Re: [PATCH v2 0/5] KVM: Fix oneshot interrupts forwarding

From: Marc Zyngier
Date: Wed Aug 10 2022 - 09:02:34 EST


On Wed, 10 Aug 2022 09:12:18 +0100,
Eric Auger <eric.auger@xxxxxxxxxx> wrote:
>
> Hi Marc,
>
> On 8/10/22 08:51, Marc Zyngier wrote:
> > On Wed, 10 Aug 2022 00:30:29 +0100,
> > Dmytro Maluka <dmy@xxxxxxxxxxxx> wrote:
> >> On 8/9/22 10:01 PM, Dong, Eddie wrote:
> >>>
> >>>> -----Original Message-----
> >>>> From: Dmytro Maluka <dmy@xxxxxxxxxxxx>
> >>>> Sent: Tuesday, August 9, 2022 12:24 AM
> >>>> To: Dong, Eddie <eddie.dong@xxxxxxxxx>; Christopherson,, Sean
> >>>> <seanjc@xxxxxxxxxx>; Paolo Bonzini <pbonzini@xxxxxxxxxx>;
> >>>> kvm@xxxxxxxxxxxxxxx
> >>>> Cc: Thomas Gleixner <tglx@xxxxxxxxxxxxx>; Ingo Molnar <mingo@xxxxxxxxxx>;
> >>>> Borislav Petkov <bp@xxxxxxxxx>; Dave Hansen <dave.hansen@xxxxxxxxxxxxxxx>;
> >>>> x86@xxxxxxxxxx; H. Peter Anvin <hpa@xxxxxxxxx>; linux-
> >>>> kernel@xxxxxxxxxxxxxxx; Eric Auger <eric.auger@xxxxxxxxxx>; Alex
> >>>> Williamson <alex.williamson@xxxxxxxxxx>; Liu, Rong L <rong.l.liu@xxxxxxxxx>;
> >>>> Zhenyu Wang <zhenyuw@xxxxxxxxxxxxxxx>; Tomasz Nowicki
> >>>> <tn@xxxxxxxxxxxx>; Grzegorz Jaszczyk <jaz@xxxxxxxxxxxx>;
> >>>> upstream@xxxxxxxxxxxx; Dmitry Torokhov <dtor@xxxxxxxxxx>
> >>>> Subject: Re: [PATCH v2 0/5] KVM: Fix oneshot interrupts forwarding
> >>>>
> >>>> On 8/9/22 1:26 AM, Dong, Eddie wrote:
> >>>>>> The existing KVM mechanism for forwarding of level-triggered
> >>>>>> interrupts using resample eventfd doesn't work quite correctly in the
> >>>>>> case of interrupts that are handled in a Linux guest as oneshot
> >>>>>> interrupts (IRQF_ONESHOT).
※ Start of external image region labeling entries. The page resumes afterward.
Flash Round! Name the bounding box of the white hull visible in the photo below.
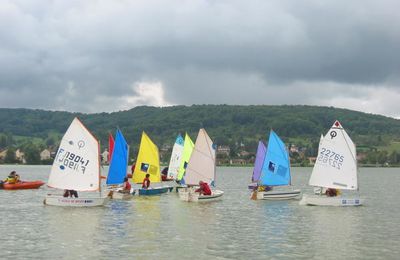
[43,194,110,207]
[257,190,301,200]
[178,188,224,202]
[110,191,133,200]
[299,195,364,207]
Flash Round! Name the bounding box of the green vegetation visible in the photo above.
[0,105,400,165]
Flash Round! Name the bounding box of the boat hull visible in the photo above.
[299,195,364,207]
[2,181,44,190]
[257,190,301,200]
[178,187,224,202]
[43,194,110,207]
[109,190,135,200]
[139,187,173,196]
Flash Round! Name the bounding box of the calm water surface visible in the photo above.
[0,166,400,259]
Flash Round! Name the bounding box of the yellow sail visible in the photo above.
[176,133,194,180]
[132,132,161,183]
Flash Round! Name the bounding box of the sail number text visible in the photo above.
[56,148,89,173]
[317,148,344,170]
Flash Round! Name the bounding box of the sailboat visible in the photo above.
[44,118,109,207]
[176,133,194,184]
[106,129,132,199]
[167,134,185,180]
[179,128,224,201]
[300,121,363,206]
[254,130,300,200]
[248,140,267,190]
[132,132,172,195]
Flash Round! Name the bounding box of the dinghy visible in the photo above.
[0,181,44,190]
[168,133,194,191]
[179,128,224,202]
[300,121,363,206]
[106,129,132,200]
[132,132,173,195]
[248,140,267,190]
[252,130,301,200]
[44,118,109,207]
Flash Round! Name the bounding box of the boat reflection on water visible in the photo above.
[307,207,362,259]
[43,207,106,259]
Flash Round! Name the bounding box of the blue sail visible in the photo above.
[106,129,128,185]
[259,130,290,186]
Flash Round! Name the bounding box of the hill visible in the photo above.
[0,105,400,165]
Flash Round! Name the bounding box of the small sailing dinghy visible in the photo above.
[253,130,301,200]
[179,128,224,201]
[44,118,109,207]
[167,134,185,180]
[300,121,363,206]
[168,133,194,191]
[106,129,132,200]
[132,132,173,196]
[248,140,267,190]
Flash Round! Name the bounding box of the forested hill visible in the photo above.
[0,105,400,148]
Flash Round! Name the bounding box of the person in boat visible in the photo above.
[63,190,78,198]
[131,163,136,176]
[161,167,172,181]
[325,188,339,197]
[257,185,272,192]
[142,174,150,189]
[195,181,211,195]
[119,177,132,193]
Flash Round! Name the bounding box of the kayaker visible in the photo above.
[4,171,19,184]
[195,181,211,195]
[142,174,150,189]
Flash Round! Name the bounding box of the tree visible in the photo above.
[24,143,41,164]
[4,147,17,163]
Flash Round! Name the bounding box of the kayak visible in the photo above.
[1,181,44,190]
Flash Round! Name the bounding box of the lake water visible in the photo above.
[0,165,400,259]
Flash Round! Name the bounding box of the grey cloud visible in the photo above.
[0,0,400,115]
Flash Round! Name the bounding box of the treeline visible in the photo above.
[0,105,400,166]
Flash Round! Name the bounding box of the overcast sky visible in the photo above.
[0,0,400,117]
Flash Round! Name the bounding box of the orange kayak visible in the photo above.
[3,181,44,190]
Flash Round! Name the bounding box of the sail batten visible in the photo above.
[48,118,100,191]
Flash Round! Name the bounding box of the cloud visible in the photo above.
[0,0,400,116]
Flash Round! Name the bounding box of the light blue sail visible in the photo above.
[259,130,291,186]
[106,129,128,185]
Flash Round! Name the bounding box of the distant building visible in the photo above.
[40,149,51,161]
[289,144,299,153]
[239,151,250,157]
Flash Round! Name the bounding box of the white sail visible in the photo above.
[184,128,215,185]
[168,135,184,179]
[48,118,100,191]
[309,121,358,190]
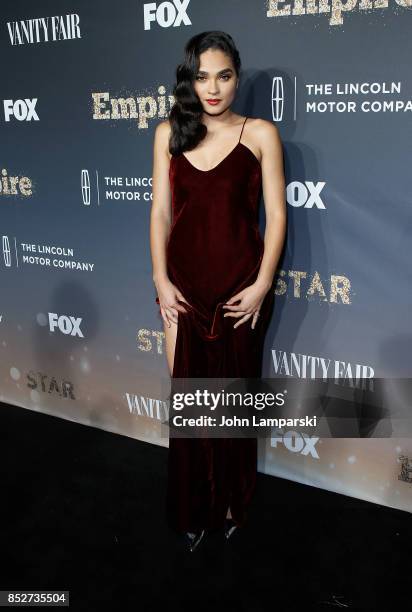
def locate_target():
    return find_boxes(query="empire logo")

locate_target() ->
[91,85,175,129]
[266,0,412,25]
[143,0,192,30]
[0,168,33,197]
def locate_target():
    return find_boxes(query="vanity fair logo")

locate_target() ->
[266,0,412,25]
[3,98,40,121]
[272,349,375,391]
[271,76,412,122]
[7,13,81,45]
[143,0,192,30]
[126,393,169,422]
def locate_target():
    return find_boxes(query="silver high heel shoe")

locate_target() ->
[225,518,238,540]
[185,529,205,552]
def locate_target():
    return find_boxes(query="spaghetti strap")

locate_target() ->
[239,117,247,142]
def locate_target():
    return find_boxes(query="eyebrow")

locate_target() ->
[197,68,233,74]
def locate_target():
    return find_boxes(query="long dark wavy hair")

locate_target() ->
[168,30,241,155]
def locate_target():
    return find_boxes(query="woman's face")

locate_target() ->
[193,49,238,115]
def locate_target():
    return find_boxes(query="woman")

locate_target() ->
[150,31,286,550]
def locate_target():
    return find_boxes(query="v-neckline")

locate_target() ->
[182,141,243,174]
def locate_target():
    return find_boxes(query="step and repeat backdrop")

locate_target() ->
[0,0,412,511]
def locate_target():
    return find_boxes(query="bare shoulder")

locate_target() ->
[253,118,280,146]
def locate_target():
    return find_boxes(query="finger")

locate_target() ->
[225,293,242,304]
[173,302,187,312]
[167,306,177,323]
[223,310,247,319]
[176,291,190,306]
[160,307,171,327]
[222,304,245,311]
[233,313,252,329]
[252,312,259,329]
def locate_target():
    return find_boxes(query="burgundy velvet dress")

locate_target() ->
[156,118,274,531]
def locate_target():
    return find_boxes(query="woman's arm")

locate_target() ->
[223,119,287,329]
[256,119,287,289]
[150,120,188,327]
[150,120,172,284]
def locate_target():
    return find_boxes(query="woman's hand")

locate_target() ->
[155,278,190,327]
[222,282,271,329]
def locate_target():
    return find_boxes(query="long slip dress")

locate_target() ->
[156,117,274,531]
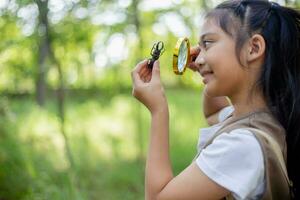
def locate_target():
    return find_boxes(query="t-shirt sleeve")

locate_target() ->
[196,129,264,199]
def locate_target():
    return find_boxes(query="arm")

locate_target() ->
[188,47,230,125]
[132,61,229,200]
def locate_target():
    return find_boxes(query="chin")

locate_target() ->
[204,83,226,97]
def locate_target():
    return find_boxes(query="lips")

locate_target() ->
[199,70,213,77]
[199,70,213,84]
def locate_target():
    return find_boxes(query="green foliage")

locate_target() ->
[0,89,205,200]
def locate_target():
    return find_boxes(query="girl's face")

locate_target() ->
[195,20,250,97]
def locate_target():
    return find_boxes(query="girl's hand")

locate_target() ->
[188,46,200,71]
[131,60,168,114]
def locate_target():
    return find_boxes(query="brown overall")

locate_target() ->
[198,110,292,200]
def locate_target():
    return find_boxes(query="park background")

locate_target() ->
[0,0,300,200]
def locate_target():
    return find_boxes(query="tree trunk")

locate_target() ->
[35,0,50,106]
[132,0,145,161]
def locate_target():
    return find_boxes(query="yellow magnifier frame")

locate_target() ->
[173,37,191,75]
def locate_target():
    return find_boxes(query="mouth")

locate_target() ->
[199,70,214,77]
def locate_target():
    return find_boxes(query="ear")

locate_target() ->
[246,34,266,62]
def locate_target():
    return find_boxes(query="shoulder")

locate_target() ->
[218,106,234,122]
[196,129,264,199]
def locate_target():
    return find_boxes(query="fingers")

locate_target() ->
[188,46,200,71]
[131,60,147,85]
[152,60,160,80]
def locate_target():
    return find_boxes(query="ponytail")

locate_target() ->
[207,0,300,199]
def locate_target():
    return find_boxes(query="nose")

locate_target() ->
[195,52,205,68]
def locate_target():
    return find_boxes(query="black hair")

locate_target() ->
[206,0,300,199]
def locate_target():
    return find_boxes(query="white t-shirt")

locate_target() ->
[196,106,265,200]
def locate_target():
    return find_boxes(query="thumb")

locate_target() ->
[152,60,160,79]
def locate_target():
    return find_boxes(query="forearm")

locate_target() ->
[145,106,173,200]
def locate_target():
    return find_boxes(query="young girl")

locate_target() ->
[132,0,300,200]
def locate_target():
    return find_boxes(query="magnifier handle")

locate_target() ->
[147,58,155,69]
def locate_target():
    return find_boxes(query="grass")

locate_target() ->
[0,89,206,200]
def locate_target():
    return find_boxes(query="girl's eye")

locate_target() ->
[202,40,213,48]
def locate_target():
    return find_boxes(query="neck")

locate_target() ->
[229,87,267,117]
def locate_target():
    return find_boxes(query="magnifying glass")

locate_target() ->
[173,37,191,75]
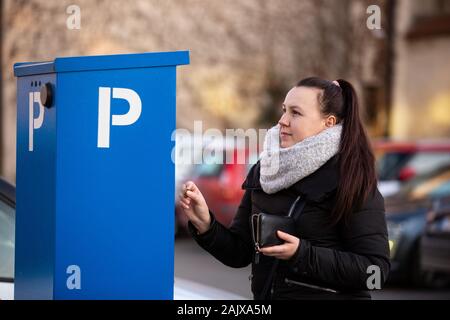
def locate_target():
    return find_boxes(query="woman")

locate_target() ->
[180,78,390,299]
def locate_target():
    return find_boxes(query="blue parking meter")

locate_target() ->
[14,51,189,299]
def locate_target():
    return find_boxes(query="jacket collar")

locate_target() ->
[242,155,339,201]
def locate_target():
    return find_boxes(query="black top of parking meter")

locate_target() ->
[41,82,53,108]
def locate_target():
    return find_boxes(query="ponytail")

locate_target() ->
[297,77,377,225]
[332,79,377,224]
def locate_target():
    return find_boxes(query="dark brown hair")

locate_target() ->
[297,77,377,224]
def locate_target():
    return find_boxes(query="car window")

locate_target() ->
[377,152,413,180]
[410,168,450,199]
[0,201,15,279]
[406,152,450,175]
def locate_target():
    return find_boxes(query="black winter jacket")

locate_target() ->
[189,156,390,299]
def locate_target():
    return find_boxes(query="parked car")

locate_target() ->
[0,178,246,300]
[420,197,450,288]
[385,166,450,285]
[176,139,257,232]
[373,141,450,197]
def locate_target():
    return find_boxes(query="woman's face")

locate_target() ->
[278,87,336,148]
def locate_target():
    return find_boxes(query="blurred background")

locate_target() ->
[0,0,450,299]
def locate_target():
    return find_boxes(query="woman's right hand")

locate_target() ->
[179,181,211,234]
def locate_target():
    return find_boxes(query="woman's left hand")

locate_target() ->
[259,230,300,260]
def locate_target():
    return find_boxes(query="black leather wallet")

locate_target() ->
[252,212,295,248]
[251,197,304,249]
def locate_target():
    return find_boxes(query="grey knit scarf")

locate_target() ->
[260,124,342,194]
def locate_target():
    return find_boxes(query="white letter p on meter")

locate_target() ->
[97,87,142,148]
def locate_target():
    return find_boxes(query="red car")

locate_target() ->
[176,149,256,230]
[373,140,450,197]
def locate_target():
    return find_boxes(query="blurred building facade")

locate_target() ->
[0,0,426,181]
[390,0,450,139]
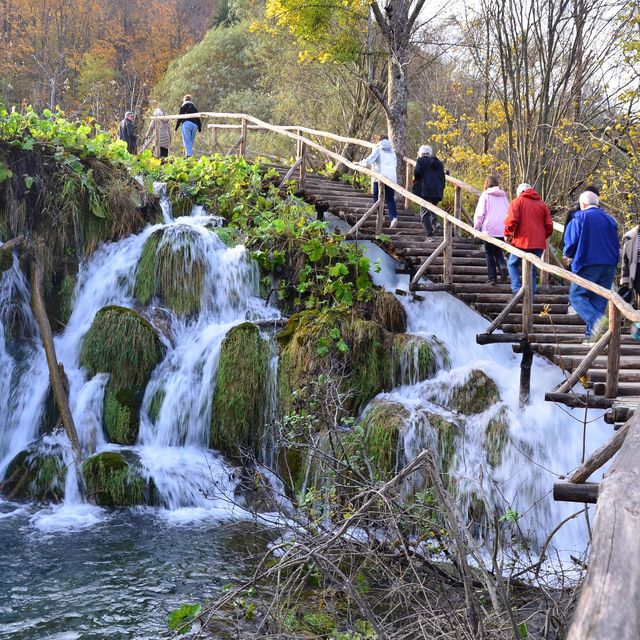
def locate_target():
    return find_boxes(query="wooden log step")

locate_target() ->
[553,480,600,504]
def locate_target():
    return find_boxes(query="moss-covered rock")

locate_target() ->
[0,443,67,502]
[82,451,156,507]
[429,369,500,416]
[371,289,407,333]
[484,407,509,468]
[80,306,163,445]
[210,322,270,456]
[134,225,206,316]
[277,311,392,417]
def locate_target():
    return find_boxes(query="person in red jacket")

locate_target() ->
[504,182,553,294]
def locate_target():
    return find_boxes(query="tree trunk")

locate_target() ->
[568,408,640,640]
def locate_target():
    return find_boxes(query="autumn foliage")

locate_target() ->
[0,0,218,125]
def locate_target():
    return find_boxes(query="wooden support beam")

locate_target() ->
[553,481,608,504]
[556,331,611,395]
[486,287,524,333]
[476,333,527,344]
[522,260,533,336]
[604,304,622,398]
[544,391,614,409]
[567,402,640,640]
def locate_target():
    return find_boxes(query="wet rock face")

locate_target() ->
[0,442,67,502]
[428,369,500,416]
[82,451,157,507]
[210,322,270,457]
[80,306,163,445]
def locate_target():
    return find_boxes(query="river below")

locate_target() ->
[0,502,265,640]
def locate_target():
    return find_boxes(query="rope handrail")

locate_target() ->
[153,112,640,322]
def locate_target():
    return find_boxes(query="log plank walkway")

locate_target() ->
[279,168,640,424]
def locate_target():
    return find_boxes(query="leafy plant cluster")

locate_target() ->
[137,155,373,309]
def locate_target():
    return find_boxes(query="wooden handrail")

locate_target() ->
[153,112,640,322]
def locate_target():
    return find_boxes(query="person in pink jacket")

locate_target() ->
[473,176,509,284]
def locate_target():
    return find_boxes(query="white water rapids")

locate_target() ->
[0,201,610,551]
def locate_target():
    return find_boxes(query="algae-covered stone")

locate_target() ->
[391,334,449,386]
[0,443,67,502]
[134,225,206,316]
[80,306,163,444]
[277,311,391,417]
[371,289,407,333]
[484,407,509,468]
[210,322,270,456]
[82,451,155,507]
[429,369,500,416]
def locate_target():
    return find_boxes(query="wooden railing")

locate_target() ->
[157,112,640,398]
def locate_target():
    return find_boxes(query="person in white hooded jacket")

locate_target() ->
[360,136,398,229]
[473,176,509,284]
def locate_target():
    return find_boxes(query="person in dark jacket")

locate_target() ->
[176,94,202,158]
[118,111,138,154]
[413,144,445,241]
[563,191,620,342]
[504,182,553,294]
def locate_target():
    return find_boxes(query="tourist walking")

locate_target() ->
[118,111,138,155]
[176,94,202,158]
[473,176,509,284]
[144,109,171,158]
[618,225,640,307]
[504,182,553,294]
[413,144,445,242]
[563,191,620,342]
[359,136,398,229]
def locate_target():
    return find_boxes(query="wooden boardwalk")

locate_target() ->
[288,169,640,424]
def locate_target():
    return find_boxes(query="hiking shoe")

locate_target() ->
[591,316,609,342]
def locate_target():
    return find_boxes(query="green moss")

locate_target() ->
[134,230,162,304]
[210,322,269,456]
[134,225,205,316]
[212,227,243,247]
[60,274,77,324]
[80,306,163,393]
[0,445,67,502]
[82,451,154,507]
[362,402,410,478]
[371,289,407,333]
[103,383,141,445]
[484,407,509,468]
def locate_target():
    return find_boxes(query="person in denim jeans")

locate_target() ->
[504,182,553,294]
[176,94,202,158]
[563,191,620,342]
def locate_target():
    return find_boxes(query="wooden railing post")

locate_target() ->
[540,240,551,285]
[442,218,453,285]
[453,185,462,236]
[604,302,622,398]
[376,189,386,235]
[240,118,247,158]
[522,258,533,338]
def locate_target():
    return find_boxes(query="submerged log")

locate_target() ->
[31,251,82,459]
[568,404,640,640]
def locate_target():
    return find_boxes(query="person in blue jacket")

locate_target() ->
[563,191,620,342]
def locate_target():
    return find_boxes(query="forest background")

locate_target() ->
[0,0,640,225]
Such an interrupt is acked to the device
> >>>>>> in its threaded irq handler, i.e. later than it is acked to the
> >>>>>> interrupt controller (EOI at the end of hardirq), not earlier. The
> >>>>>> existing KVM code doesn't take that into account, which results in
> >>>>>> erroneous extra interrupts in the guest caused by premature re-assert of an
> >>>> unacknowledged IRQ by the host.
> >>>>> Interesting... How it behaviors in native side?
> >>>> In native it behaves correctly, since Linux masks such a oneshot interrupt at the
> >>>> beginning of hardirq, so that the EOI at the end of hardirq doesn't result in its
> >>>> immediate re-assert, and then unmasks it later, after its threaded irq handler
> >>>> completes.
> >>>>
> >>>> In handle_fasteoi_irq():
> >>>>
> >>>> if (desc->istate & IRQS_ONESHOT)
> >>>> mask_irq(desc);
> >>>>
> >>>> handle_irq_event(desc);
> >>>>
> >>>> cond_unmask_eoi_irq(desc, chip);
> >>>>
> >>>>
> >>>> and later in unmask_threaded_irq():
> >>>>
> >>>> unmask_irq(desc);
> >>>>
> >>>> I also mentioned that in patch #3 description:
> >>>> "Linux keeps such interrupt masked until its threaded handler finishes, to
> >>>> prevent the EOI from re-asserting an unacknowledged interrupt.
> >>> That makes sense. Can you include the full story in cover letter too?
> >> Ok, I will.
> >>
> >>>
> >>>> However, with KVM + vfio (or whatever is listening on the resamplefd) we don't
> >>>> check that the interrupt is still masked in the guest at the moment of EOI.
> >>>> Resamplefd is notified regardless, so vfio prematurely unmasks the host
> >>>> physical IRQ, thus a new (unwanted) physical interrupt is generated in the host
> >>>> and queued for injection to the guest."
> > Sorry to barge in pretty late in the conversation (just been Cc'd on
> > this), but why shouldn't the resamplefd be notified? If there has been
> yeah sorry to get you involved here ;-)

No problem!

> > an EOI, a new level must be made visible to the guest interrupt
> > controller, no matter what the state of the interrupt masking is.
> >
> > Whether this new level is actually *presented* to a vCPU is another
> > matter entirely, and is arguably a problem for the interrupt
> > controller emulation.
>
> FWIU on guest EOI the physical line is still asserted so the pIRQ is
> immediatly re-sampled by the interrupt controller (because the
> resamplefd unmasked the physical IRQ) and recorded as a guest IRQ
> (although it is masked at guest level). When the guest actually unmasks
> the vIRQ we do not get a chance to re-evaluate the physical line level.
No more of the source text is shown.